HG: How do you choose the items to focus your attention on?

EMC:  I have a large collection to choose from, and when I head into the studio, I often spend the first hour just sorting through and folding clothes.  This gives me the opportunity to feel and smell them while also looking at patterns, tears, and stains – I work through the same pile or bag several times and always revisit it on different days.  This is meditative and gives me a chance to daydream a little bit.  Throughout that process, different items speak to me or spark my imagination and memory.  My mentor, Susan kae Grant always said that if you listen, something will speak to you with urgency.  She was talking about choosing which project to focus on, but I find that you can apply her wisdom to any problem and come out on the other side with a body of work.  So, ultimately, I work with whichever item feels the most urgent at the time – Matrilinear #7 is a good example… I held those small shorts and remembered my own childhood, the scraped and bruised knees; the small flower pattern was a reminder of the constant expectation to be feminine and/or tame, a near impossible task for many young girls who desire an active or even aggressive physical experience in youth.  Simultaneously, I thought of my oldest daughter, Margaret, who is 3-years-old: her bruised knees reveal so much about who she is, the risks she takes, and the small details of her daily life… as well as being a physical manifestation of how she is like her mother.  In this instance, the thread became the broken or scraped skin on those once little knees.  At times, the stories being expressed in these images are more about patterns of experience than a specific incident.

HG: "These interruptions also represent the deep influence of one’s familial past on personal identity and perceptions of the body." I find this sentence intriguing as it speaks to many things unstated. Please elaborate on the meanings within the sentence.
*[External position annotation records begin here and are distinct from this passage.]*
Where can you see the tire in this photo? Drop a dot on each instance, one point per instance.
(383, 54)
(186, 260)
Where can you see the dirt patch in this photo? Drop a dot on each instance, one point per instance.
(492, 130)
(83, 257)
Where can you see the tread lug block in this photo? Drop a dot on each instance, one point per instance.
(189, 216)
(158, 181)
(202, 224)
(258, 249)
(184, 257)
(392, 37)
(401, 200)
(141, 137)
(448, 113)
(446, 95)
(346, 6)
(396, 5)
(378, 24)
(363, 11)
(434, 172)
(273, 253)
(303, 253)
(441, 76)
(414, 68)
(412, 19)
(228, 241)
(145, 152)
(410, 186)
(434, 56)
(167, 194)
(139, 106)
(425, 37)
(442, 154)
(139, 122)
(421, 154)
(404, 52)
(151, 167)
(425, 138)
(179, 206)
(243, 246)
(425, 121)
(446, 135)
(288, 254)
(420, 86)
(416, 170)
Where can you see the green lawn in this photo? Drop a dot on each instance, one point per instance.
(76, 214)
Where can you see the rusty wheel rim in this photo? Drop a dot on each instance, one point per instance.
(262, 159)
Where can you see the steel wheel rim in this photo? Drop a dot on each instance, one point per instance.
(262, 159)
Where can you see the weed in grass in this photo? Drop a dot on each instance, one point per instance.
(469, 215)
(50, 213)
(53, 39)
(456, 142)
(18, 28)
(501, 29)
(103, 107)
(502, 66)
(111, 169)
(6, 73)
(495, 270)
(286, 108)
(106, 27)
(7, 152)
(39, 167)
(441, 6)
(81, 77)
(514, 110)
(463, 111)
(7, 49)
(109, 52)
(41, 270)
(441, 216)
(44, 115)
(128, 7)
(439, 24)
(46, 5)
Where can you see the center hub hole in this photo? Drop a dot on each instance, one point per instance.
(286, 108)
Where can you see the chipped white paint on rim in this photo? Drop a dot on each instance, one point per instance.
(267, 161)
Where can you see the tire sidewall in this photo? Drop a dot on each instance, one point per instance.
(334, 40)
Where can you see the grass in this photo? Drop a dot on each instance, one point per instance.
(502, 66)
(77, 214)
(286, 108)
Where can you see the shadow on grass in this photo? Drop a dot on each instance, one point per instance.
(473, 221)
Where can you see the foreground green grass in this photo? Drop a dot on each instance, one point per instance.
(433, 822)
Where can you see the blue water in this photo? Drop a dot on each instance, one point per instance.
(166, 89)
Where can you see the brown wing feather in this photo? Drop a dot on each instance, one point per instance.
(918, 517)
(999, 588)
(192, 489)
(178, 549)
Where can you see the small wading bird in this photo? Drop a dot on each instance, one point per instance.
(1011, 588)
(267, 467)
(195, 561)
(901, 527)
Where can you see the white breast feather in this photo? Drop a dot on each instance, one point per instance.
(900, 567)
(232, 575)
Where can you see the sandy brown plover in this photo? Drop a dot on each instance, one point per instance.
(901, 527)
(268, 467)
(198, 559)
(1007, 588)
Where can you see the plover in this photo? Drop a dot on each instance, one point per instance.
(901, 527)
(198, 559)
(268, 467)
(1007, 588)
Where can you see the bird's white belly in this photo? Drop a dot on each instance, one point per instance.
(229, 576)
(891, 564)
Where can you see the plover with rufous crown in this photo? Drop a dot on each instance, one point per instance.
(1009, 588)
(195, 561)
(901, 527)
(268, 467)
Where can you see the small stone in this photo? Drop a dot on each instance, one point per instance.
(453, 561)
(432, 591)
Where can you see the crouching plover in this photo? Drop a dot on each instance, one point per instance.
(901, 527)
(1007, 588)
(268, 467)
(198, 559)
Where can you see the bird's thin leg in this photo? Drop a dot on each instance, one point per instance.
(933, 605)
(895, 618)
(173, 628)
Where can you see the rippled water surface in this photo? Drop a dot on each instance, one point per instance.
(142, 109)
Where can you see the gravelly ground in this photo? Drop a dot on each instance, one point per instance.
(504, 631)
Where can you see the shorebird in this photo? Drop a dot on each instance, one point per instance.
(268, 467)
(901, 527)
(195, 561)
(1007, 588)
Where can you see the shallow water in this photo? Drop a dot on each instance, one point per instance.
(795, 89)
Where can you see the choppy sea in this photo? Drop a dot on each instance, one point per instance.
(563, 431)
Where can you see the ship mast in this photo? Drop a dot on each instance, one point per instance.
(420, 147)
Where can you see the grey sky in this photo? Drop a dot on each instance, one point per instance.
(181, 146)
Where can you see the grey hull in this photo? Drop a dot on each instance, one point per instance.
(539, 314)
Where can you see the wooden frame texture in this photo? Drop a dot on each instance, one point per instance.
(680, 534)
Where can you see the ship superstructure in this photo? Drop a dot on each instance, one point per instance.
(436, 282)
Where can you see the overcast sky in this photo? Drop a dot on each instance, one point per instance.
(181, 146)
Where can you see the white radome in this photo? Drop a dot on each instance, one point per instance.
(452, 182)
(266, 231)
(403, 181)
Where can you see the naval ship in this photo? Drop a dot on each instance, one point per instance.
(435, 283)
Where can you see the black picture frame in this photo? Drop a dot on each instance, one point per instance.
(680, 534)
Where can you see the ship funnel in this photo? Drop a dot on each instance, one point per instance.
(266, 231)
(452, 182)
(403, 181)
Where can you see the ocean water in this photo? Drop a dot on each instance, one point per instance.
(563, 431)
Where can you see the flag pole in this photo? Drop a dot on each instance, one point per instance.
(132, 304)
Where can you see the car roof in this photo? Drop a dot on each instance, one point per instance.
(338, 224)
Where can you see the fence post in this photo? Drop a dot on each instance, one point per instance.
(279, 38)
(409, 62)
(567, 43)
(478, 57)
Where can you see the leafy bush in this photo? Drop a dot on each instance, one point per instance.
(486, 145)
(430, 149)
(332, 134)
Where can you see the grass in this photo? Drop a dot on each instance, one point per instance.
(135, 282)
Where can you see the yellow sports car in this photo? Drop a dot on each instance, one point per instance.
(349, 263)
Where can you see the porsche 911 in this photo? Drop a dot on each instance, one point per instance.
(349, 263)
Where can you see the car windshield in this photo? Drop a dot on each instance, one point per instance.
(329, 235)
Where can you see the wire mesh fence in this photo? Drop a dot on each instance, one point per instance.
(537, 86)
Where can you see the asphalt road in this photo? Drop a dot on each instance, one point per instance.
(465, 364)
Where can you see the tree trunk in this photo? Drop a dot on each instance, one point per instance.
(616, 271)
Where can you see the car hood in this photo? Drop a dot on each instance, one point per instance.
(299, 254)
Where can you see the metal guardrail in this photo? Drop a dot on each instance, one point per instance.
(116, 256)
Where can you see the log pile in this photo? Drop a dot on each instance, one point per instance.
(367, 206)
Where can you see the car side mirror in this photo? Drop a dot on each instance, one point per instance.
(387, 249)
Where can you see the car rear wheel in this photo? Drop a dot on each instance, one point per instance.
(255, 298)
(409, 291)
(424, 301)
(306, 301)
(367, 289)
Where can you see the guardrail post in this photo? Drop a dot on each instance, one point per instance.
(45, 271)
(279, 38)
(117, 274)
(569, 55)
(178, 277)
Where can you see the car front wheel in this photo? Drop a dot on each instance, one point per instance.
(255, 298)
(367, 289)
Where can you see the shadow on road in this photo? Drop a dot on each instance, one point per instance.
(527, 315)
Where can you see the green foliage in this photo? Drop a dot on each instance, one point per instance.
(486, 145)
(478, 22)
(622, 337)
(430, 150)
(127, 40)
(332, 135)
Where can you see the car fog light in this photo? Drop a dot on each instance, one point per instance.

EMC: Through many conversations with my own family members and others who have shared their stories, I have learned that most often people know their ancestors through stories of birth, death, illness, and recovery.  These stories of the body can reveal intimacies of one’s physical fears and expectations and also act as critical information when navigating personal health and identity.  A personal example: my grandfather died just before Christmas when my father was eleven-years-old.  His death shaped my father, then me, and now my children.  I have memorized the narrative version that my father told me – it details his fear in seeing his father ill and on the way to the hospital, his family’s inability to discuss or even confirm the death, his conflicted experience of opening Christmas presents from his father, and of course, his reflections on how different his life would have been if his dad hadn’t died.  I have also memorized the physical details of what happened, and every time I go to the doctor, I provide a medical history: my grandfather had stomach cancer but died on the operating table from a sulfa allergy.  Familial knowledge can be an empowering force in the face of physical uncertainty, aging, and/or just trying to better understand one’s physical and emotional construct – we are DNA and lived experience, and both are passed down through generations.  These stories are personal evolutions and can act as a foundation for understanding and self-acceptance.

HG: Thank you for sharing your work.

EMC: Thank you, Hamidah, for a wonderful conversation at Review Santa Fe and this opportunity to share my work on Strange Fire Collective!!